Richterbund besorgt um Unabhängigkeit der Justiz

30.01.2002

Der Deutsche Richterbund sieht die deutsche Justiz im "Würgegriff der Politik" und fordert deshalb eine "klarere Trennung zwischen Justizministerien und rechtsprechender Gewalt". Die Vorgänge um das NPD-Verbotsverfahren vor dem Bundesverfassungsgericht hätten deutlich gemacht, wie sehr der Respekt der Gewalten voreinander schwinde, sagte der Vorsitzende des Bundes, Geert Mackenroth.

Die Regierung habe dem höchsten deutschen Gericht Informationen nur "scheibchenweise und gefiltert zur Verfügung gestellt, so dass der Eindruck entstehen muss, hier werde ein Verfassungsorgan regelrecht ausgetrickst", sagte Mackenroth. Dies sei ein "in der deutschen Geschichte einmaliger Vorgang".

Schon in der Vergangenheit haben nach Ansicht Mackenroths in Deutschland Tendenzen zugenommen, die die Gewaltenteilung untergraben. Dazu gehöre die zeitweilige Auflösung von Justizministerien in einigen Bundesländern. Nach den Ereignissen vom 11. September werde sich das nun verschärfen, da unter dem "unseligen Sicherheitsaspekt" die Konturen zwischen den einzelnen Gewalten zunehmend verwischt würden.

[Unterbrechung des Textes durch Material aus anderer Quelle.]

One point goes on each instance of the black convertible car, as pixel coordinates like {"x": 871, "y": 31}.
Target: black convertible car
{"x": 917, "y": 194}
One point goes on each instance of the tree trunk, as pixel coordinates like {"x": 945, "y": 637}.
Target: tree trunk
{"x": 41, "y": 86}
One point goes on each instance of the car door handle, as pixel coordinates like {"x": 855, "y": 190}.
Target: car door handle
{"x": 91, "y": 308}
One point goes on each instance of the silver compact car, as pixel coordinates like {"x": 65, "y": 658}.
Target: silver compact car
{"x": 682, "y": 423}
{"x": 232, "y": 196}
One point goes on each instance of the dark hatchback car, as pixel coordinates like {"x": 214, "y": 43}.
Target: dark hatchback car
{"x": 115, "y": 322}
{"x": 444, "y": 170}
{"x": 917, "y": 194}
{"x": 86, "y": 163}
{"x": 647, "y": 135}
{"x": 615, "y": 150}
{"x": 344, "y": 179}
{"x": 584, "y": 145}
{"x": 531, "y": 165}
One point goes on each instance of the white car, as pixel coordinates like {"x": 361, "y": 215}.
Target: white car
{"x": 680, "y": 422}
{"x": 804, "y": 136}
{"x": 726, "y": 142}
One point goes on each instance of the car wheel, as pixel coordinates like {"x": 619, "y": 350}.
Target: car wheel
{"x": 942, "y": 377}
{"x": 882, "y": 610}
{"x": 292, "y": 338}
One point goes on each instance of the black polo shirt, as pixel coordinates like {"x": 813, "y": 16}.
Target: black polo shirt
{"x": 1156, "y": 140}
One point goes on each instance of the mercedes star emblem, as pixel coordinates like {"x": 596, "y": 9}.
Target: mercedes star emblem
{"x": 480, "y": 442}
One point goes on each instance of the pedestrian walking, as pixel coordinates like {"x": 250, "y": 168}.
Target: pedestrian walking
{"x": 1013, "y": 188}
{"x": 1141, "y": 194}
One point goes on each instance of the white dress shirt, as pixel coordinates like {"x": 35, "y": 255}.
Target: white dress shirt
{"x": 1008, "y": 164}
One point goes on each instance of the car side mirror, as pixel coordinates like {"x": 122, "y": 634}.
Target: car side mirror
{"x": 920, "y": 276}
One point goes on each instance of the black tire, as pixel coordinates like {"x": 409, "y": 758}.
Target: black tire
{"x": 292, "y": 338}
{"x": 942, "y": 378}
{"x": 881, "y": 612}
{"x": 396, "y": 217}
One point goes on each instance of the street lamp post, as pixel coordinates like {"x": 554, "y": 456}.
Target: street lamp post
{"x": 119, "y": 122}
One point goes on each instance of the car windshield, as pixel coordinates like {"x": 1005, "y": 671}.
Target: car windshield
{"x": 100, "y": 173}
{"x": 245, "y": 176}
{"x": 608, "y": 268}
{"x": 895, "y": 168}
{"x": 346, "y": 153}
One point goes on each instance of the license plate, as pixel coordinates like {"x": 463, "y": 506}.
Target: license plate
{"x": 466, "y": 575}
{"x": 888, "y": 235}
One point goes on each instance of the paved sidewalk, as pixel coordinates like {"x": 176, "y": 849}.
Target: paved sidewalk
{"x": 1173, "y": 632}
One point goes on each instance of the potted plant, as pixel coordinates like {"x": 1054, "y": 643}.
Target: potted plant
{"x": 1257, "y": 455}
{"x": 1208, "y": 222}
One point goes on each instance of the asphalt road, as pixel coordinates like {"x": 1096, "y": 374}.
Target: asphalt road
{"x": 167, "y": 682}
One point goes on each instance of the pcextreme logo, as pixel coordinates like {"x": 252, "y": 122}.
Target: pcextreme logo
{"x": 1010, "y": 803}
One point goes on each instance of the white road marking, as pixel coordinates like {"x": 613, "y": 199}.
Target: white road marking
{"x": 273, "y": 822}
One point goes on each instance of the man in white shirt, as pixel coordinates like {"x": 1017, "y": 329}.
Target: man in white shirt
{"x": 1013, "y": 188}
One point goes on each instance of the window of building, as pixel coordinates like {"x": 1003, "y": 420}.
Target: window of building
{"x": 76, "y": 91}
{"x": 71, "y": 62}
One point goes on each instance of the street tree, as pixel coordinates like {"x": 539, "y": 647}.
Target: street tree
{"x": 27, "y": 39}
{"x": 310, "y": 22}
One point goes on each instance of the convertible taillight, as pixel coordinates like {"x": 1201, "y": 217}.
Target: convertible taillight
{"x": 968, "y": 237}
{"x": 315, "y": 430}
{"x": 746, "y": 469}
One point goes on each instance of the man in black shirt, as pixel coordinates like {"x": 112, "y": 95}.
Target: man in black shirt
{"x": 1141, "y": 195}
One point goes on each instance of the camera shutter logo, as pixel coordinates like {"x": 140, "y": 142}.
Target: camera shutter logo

Besonders einschneidend sind die Vorschläge des Deutschen Richterbundes zur Wahrung der Unabhängigkeit der Justiz wohl nie gewesen. Eigentlich müsste sich jeder Richter für eine Auflösung der Justizministerien und für deren Ablösung durch eine Selbstverwaltung der Richter einsetzen. Das Prinzip der Gewaltenteilung geht aber nicht so weit und der Deutsche Richterbund auch nicht. Aber gerade deswegen muß die Warnung von Geert Mackenroth ernst genommen werden. Was er verlangt ist nicht viel. Desto schlimmer, wenn nicht einmal dieser Wunsch ihm erfüllt wird.

Warum wehrt sich der Deutsche Richterbund gegen eine Auflösung von Justizministerien? So wie sie heute gehandhabt wird, führt sie nicht zur Zurückdrängung der Politik aus der Rechtssprechung, sondern im Gegenteil zu einer noch stärkeren Abhängigkeit. Dies liegt daran, daß dann das Innenministerium für die Richter zuständig wird. Und dieses ist traditionell die rechte Hand der Parteipolitik, während bei der Besetzung des Justizministeriums sonst eher auf Neutralität geachtet wird. Die Richter fallen daher vom Regen in die Traufe.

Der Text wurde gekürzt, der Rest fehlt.